Il mese scorso Privacy International ha reso noto che la Finlandia, uno dei nove paesi in questione, ha approvato oltre 80 licenze per l’esportazione di materiali per intercettare le telecomunicazioni a paesi tra cui Emirati arabi uniti e Messico, paese quest’ultimo nel quale le autorità hanno usato tecnologia di sorveglianza contro noti avvocati, giornalisti e attivisti anti-corruzione.

“Le esportazioni di tecnologia per la sorveglianza da parte dell’Unione europea hanno già causato gravi danni e all’avanzamento dei sistemi di spionaggio corrisponde un aumento dei pericoli. In assenza di concrete protezioni per i diritti umani, gli stati membri rischiano di facilitare repressioni come quelle in atto in Turchia e in Messico”, ha commentato Franco.

“Le proposte della Commissione e del Parlamento richiederebbero ai governi di valutare i rischi per i diritti umani nel paese destinatario prima di inviargli tecnologia di sorveglianza.
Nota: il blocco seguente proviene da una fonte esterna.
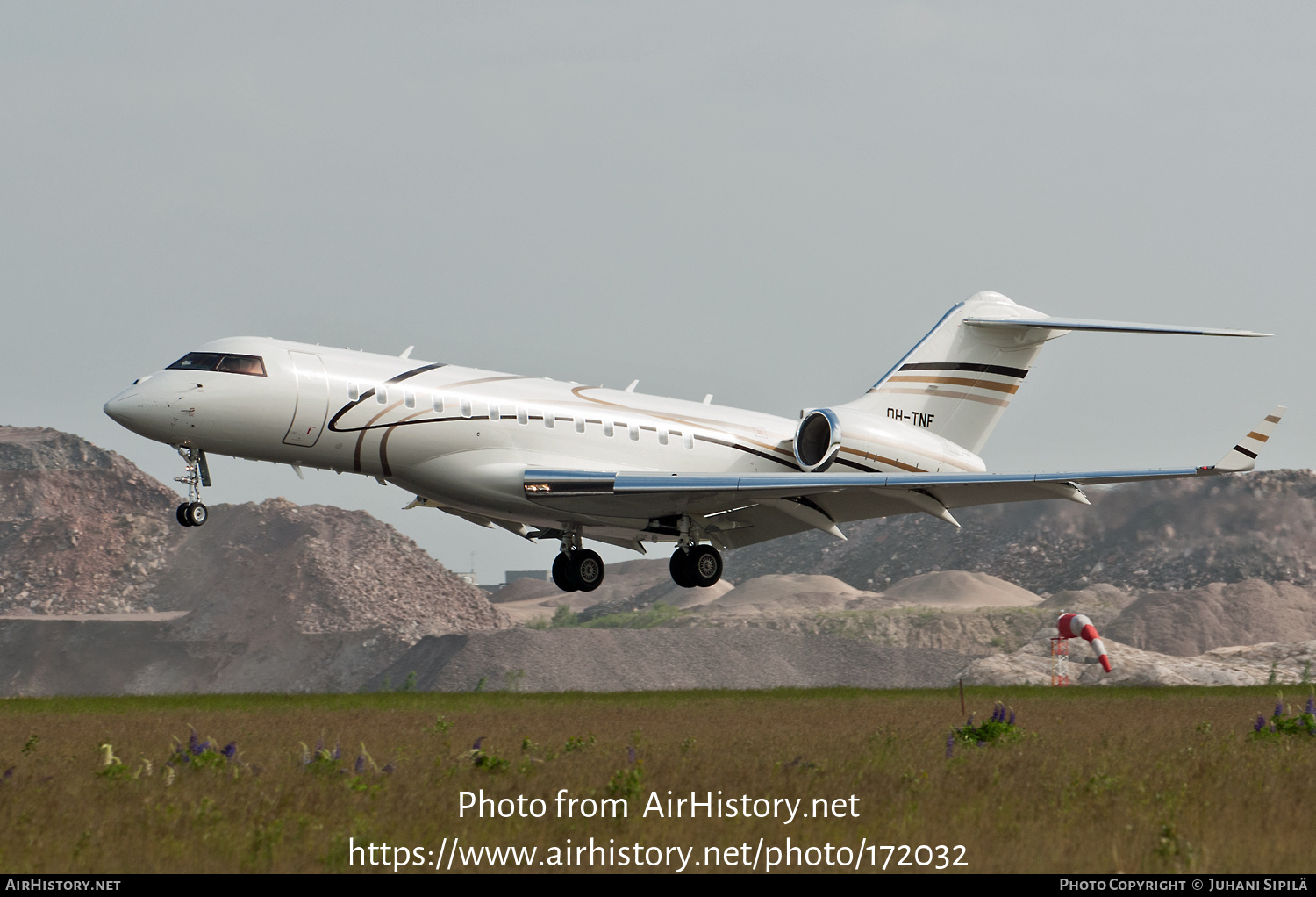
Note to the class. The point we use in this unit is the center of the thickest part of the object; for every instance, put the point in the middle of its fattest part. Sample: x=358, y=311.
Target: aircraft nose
x=125, y=408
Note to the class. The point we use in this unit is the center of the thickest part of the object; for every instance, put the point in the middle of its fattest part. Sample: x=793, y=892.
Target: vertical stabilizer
x=960, y=378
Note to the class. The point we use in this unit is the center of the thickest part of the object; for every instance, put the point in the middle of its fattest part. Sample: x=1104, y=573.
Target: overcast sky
x=766, y=202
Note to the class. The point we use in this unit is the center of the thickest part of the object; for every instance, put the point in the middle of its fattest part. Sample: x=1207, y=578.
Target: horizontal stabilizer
x=1244, y=455
x=1108, y=327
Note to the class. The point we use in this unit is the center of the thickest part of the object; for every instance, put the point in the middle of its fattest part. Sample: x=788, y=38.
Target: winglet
x=1244, y=455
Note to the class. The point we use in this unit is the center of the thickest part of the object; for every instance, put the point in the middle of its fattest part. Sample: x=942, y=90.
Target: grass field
x=1103, y=780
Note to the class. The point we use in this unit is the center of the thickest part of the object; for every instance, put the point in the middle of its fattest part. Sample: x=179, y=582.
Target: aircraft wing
x=742, y=509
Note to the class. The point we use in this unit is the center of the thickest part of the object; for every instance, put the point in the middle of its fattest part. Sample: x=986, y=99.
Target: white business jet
x=552, y=460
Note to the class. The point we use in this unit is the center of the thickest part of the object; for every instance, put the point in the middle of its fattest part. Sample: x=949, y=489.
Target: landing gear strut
x=576, y=570
x=694, y=564
x=192, y=513
x=697, y=565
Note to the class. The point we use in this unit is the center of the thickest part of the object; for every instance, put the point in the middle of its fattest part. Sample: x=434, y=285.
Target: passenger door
x=312, y=399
Si tratterebbe di un importante passo avanti, in linea con gli obblighi in materia di diritti umani dell’Unione europea e dei suoi stati membri. Chiediamo al Consiglio di far suo questo approccio nonostante la cinica opposizione dei nove stati membri”, ha concluso Franco.

Ulteriori informazioni

Nel 2016 la Commissione europea ha proposto una riforma all’attuale sistema, “per prevenire le violazioni dei diritti umani associate con determinate tecnologie di cybersorveglianza”.

Access Now, Amnesty International, Privacy International e Reporters sans frontières sono tra le organizzazioni non governative che sostengono il rafforzamento delle protezioni in favore dei diritti umani, maggiore trasparenza, protezione per chi fa ricerca su temi di sicurezza e un raggio maggiore d’azione per coprire le nuove forme di tecnologia di sorveglianza.

Molte di queste istanze sono in qualche modo riflesse nella proposta adottata dal Parlamento europeo alla fine del 2017.

La posizione del Consiglio è attesa nella seconda parte dell’anno. Le tre istituzioni – Consiglio, Commissione e Parlamento – dovrebbero cercare di raggiungere un accordo attraverso i negoziati inter-istituzionali chiamati Trialogo.